Und genau an diesem Ziel halte ich seit der Geburt des Mädchens unermüdlich fest (siehe auch Ich will nicht werden wie er – Ich will gewaltfrei erziehen). Indem ich mich beobachte und andere Menschen – vor allem, die mit denen ich Reibungspunkte hatte und auch immer noch habe. Irgendwann ging mir das Licht auf, dass sich meine Welt und meine Beziehungen nur dann zum Positiven ändern, wenn ich MICH ändere, bzw. meine Sicht auf die Welt. Wenn ich nicht ständig vor meinen tiefsten Ängsten davon laufe, sondern mich ihnen stelle. Auch wenn es zunächst weh tut.
Obwohl ich zwischendurch immer wieder verzweifelt aufgeben wollte, weil manche meiner Muster so hartnäckig an mir festzukleben schienen, blieb ich am Ball. Den Menschen, die ich liebe zuliebe. Doch ich las nicht nur gefühlt 1000 Bücher, sondern ich pickte mir die besten Tools raus und übte.
Ich übte, fiel auf die Nase, stand wieder auf und übte weiter (siehe auch hier und hier). Und jetzt während der Coroana-Zeit, die wir tatsächlich nahezu friedlich miteinander verbringen, wird mir zum ersten Mal so richtig bewusst, dass ich aus vielen meiner alten Muster rausgewachsen bin. Das ist erstaunlich, erfüllend und motivierend zugleich!
Und jetzt versteht mich nicht falsch, Thomas und ich, wir haben Meinungsverschiedenheiten und wir diskutieren auch gerne. Eines der größten Missverständnisse in der Liebe ist wahrscheinlich, dass man sich immer einig sein müsste. Dem würde ich gerne widersprechen. Aber wir sind klar und respektvoll miteinander. Es knallen keine Türen mehr und es fliegen auch keine hässlichen Worte durch den Raum. Wir haben gelernt unsere Standpunkte ruhig und respektvoll zu teilen, weil wir immer auch uns selbst treffen, wenn wir gegen andere schießen. Und wir haben vor allem gelernt, den anderen so anzunehmen wie er ist!
All das hat Einfluss auf die Beziehung zu unseren Kindern. Denn Kinder sind völlig in Ordnung so wie sie zu uns kommen. Auch hier durfte ich meine Ansichten zu bestimmten Themen überdenken. Meine Art zu kommunizieren. Menschen zu lenken und zu kontrollieren. Es gab wirklich sehr viel, was ich loslassen durfte! Und was ich weiterhin loslassen darf. Denn diese tiefen Veränderungen sind ein lebenslanger Prozess.
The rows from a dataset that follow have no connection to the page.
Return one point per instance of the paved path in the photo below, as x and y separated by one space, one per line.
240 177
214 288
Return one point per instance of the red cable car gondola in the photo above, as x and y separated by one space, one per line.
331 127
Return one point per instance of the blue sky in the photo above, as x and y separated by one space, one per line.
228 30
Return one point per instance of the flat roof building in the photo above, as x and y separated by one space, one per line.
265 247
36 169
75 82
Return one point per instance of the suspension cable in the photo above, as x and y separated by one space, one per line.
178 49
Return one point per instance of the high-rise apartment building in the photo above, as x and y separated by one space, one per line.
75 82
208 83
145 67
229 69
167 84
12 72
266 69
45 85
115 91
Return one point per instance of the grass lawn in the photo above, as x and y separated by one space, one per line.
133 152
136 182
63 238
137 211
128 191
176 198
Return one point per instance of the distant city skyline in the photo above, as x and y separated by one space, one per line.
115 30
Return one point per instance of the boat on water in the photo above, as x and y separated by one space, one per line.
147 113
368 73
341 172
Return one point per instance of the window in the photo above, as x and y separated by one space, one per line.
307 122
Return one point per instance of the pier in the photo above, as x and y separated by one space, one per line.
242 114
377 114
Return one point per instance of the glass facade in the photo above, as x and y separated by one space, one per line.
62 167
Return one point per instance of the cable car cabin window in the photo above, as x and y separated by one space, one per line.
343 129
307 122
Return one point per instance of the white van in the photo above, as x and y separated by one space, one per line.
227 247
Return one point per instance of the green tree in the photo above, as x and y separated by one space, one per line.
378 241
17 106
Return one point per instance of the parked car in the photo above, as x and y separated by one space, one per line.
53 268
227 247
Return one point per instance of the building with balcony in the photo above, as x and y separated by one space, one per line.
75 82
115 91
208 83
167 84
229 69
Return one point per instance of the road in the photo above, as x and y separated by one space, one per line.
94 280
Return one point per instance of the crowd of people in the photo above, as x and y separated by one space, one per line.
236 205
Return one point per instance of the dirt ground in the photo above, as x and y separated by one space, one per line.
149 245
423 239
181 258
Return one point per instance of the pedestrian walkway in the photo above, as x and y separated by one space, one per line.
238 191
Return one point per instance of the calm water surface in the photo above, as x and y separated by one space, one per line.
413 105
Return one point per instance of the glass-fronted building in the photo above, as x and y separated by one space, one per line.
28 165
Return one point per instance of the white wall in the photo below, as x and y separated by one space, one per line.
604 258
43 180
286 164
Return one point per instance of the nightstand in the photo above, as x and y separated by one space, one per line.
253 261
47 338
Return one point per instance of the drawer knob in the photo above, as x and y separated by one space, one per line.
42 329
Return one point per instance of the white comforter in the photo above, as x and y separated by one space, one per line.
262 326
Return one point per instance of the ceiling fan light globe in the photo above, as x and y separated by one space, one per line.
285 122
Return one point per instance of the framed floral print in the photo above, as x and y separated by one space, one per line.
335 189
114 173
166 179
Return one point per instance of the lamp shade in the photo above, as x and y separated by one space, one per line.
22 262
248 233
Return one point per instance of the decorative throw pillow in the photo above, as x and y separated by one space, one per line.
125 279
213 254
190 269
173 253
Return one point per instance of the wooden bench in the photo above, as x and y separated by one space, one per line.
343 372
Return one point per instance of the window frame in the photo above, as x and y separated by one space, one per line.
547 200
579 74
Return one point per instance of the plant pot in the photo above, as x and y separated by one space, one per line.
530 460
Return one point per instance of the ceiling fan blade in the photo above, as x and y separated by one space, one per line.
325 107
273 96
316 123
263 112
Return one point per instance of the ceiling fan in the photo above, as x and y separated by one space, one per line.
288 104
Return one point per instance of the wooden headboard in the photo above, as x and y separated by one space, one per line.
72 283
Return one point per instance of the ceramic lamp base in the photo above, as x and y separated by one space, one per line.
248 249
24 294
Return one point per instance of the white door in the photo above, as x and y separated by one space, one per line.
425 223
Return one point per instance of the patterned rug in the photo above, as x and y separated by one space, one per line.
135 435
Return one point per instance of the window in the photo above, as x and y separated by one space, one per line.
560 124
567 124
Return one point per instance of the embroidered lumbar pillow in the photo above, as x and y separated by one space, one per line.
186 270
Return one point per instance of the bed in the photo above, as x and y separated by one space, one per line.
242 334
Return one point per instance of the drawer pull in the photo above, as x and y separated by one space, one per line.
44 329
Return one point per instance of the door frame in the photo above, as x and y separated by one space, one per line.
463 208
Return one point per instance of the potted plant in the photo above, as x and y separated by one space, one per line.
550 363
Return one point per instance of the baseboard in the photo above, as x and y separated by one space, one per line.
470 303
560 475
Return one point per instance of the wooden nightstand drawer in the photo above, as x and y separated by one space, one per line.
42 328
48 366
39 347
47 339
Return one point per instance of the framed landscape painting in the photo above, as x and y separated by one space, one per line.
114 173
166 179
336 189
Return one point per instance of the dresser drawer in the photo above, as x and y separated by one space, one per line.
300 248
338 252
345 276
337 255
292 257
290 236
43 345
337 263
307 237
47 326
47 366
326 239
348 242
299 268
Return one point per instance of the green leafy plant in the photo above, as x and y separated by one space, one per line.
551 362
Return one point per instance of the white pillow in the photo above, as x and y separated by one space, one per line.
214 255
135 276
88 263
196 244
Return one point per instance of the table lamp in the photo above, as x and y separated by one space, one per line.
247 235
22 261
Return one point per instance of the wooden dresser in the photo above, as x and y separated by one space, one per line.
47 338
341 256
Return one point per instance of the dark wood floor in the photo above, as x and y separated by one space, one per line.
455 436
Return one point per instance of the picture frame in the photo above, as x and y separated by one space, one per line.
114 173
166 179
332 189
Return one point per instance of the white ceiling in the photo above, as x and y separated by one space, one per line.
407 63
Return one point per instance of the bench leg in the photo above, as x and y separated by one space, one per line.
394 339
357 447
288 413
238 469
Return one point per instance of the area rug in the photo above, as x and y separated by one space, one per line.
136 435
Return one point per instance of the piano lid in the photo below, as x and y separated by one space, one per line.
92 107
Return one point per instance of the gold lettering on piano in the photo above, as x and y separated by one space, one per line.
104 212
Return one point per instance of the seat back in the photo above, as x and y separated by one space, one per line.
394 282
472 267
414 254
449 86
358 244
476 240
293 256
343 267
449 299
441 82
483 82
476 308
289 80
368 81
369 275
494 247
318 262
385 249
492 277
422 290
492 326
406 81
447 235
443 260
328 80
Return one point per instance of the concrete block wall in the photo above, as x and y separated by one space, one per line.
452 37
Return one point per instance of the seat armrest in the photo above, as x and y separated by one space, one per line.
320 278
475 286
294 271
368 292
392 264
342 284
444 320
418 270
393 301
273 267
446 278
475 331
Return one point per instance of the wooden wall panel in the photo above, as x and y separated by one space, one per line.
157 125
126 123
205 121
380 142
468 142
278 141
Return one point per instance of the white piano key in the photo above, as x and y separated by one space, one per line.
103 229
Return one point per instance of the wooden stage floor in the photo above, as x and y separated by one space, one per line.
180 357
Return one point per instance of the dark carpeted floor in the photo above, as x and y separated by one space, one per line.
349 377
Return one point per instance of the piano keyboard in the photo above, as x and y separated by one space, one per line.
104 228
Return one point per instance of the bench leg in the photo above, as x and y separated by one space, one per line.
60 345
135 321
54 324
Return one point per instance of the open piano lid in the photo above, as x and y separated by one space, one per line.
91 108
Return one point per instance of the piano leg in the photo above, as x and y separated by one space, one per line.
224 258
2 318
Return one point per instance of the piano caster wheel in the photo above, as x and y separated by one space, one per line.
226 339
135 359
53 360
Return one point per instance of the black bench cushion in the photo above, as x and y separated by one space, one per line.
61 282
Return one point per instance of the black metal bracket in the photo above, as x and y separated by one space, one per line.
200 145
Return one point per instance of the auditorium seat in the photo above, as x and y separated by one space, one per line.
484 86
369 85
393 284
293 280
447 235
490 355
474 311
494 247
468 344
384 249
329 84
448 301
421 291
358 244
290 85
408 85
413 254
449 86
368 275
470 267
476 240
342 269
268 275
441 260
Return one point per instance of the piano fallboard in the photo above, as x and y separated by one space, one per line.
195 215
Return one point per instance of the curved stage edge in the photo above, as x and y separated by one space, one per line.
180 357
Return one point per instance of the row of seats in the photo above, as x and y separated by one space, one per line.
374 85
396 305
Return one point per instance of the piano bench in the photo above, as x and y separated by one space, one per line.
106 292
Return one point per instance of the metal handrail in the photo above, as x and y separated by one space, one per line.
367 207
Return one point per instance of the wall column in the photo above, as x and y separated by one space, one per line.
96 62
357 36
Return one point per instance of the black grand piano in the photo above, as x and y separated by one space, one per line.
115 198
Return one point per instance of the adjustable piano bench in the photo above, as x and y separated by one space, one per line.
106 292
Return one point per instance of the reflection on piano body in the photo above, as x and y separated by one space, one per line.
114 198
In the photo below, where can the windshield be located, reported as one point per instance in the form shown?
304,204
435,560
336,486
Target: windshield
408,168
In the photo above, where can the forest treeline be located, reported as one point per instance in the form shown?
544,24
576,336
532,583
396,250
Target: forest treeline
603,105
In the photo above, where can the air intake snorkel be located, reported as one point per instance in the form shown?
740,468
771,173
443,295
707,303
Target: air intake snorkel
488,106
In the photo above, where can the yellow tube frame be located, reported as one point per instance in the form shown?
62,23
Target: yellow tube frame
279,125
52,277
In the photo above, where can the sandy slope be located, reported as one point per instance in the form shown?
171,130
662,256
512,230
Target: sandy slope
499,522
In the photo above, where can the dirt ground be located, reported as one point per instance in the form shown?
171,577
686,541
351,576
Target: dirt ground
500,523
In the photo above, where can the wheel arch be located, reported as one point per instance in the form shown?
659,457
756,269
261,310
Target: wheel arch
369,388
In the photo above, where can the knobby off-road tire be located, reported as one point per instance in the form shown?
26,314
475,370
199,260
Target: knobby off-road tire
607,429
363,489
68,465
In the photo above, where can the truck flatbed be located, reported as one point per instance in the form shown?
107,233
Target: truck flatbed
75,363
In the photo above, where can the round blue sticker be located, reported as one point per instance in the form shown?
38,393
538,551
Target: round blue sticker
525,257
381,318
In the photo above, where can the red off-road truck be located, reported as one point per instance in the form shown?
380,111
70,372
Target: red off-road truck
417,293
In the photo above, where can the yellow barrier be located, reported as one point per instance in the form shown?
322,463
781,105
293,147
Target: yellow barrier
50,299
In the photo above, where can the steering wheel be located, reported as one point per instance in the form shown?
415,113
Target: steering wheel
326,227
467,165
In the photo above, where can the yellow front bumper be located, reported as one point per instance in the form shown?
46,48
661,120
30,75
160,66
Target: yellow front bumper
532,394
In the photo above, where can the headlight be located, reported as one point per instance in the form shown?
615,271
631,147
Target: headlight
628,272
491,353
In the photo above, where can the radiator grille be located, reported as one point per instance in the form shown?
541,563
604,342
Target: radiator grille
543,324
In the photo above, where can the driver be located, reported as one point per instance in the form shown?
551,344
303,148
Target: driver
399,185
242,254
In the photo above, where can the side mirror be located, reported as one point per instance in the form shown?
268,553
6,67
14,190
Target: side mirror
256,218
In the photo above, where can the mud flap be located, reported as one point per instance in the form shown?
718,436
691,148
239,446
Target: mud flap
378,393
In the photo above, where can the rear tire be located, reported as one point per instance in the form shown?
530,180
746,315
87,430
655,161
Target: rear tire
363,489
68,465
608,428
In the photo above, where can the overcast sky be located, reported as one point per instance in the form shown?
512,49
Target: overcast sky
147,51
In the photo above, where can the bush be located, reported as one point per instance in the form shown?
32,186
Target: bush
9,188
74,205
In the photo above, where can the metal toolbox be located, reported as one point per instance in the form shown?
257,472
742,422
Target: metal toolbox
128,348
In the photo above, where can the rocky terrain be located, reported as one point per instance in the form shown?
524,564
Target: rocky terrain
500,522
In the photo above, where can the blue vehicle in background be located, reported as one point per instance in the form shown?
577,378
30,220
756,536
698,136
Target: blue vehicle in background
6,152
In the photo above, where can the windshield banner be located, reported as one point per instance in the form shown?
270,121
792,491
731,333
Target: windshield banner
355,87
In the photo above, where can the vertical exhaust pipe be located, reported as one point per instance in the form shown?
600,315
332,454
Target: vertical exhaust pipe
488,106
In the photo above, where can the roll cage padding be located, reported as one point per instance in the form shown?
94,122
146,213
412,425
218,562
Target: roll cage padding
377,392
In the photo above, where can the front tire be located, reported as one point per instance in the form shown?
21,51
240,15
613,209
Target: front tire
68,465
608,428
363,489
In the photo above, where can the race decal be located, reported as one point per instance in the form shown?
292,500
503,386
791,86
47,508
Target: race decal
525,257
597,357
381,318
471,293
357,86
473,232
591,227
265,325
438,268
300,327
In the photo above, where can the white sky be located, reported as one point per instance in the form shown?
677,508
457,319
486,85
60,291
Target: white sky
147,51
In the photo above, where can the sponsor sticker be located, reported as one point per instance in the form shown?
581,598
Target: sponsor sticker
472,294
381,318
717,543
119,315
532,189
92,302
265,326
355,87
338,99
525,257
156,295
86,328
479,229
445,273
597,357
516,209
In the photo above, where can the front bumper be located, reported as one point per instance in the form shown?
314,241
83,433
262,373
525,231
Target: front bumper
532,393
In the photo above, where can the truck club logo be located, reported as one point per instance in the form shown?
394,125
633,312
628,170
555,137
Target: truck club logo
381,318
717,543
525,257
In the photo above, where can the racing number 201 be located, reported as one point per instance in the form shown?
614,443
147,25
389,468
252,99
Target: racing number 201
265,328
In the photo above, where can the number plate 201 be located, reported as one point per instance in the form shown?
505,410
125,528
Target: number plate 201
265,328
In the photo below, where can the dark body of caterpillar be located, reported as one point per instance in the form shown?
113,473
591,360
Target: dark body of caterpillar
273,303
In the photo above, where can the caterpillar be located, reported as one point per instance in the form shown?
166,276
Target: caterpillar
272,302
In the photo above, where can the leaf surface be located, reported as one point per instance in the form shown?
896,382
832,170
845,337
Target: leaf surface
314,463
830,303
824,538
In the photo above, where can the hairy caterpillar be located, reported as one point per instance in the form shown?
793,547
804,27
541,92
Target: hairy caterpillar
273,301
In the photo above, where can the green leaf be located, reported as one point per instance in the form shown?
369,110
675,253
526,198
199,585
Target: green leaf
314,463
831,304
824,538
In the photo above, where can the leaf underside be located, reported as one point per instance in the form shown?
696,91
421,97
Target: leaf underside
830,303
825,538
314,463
Meinen Fortschritt spiegeln unsere Nestlinge jetzt jedenfalls ziemlich deutlich. Sie sind sich näher denn je. Baben sich verbündet. Ärgern und streiten sich natürlich so wie Geschwister das eben manchmal tun (siehe hier). Aber dann höre ich das Mädchen zum Bub sagen: „Ich liebe dich auch, wenn ich mal mit dir meckere!“ Oder zu mir: „Ich will zwei Kinder, wenn ich mal Groß bin. Denn wenn dann wieder Corona kommt, haben sie jemanden zum Spielen!“ Und dann fühle ich, dass ich neben all meinen Fehlern als Mutter doch auch ziemlich viel richtig gemacht habe.
Learning Nr. 5: Es ist ok nicht zu wissen, was auf mich zukommt
Das einzige, was mich an der aktuellen Situation wirklich kirre macht, sind meine Gedanken, wenn ich sie in die Zukunft reisen lasse. Was, wenn das noch viele Monate so weitergeht? Oder bis nächstes Jahr? Hat das vielleicht doch Auswirkungen auf unsere Psyche und unseren Gemütszustand? Wird den Nestlingen der Schulbeginn schwer fallen? Und so weiter und so weiter…
Die einzig sichere Antwort ist: „Ich weiß es nicht! Wir werden sehen!“ Dementsprechend versuche ich mich mehr denn je darin zu üben, diese „Corona-Reise“ in kleinen Häppchen – Tag für Tag – anzugehen. Unserer guten Basis zu vertrauen und dass wir alles, was auf uns zukommt meistern können. Die Hoffnung zu behalten, dass auf Regen immer Sonnenschein folgt. Ganz einfach damit ich nicht kirre werde!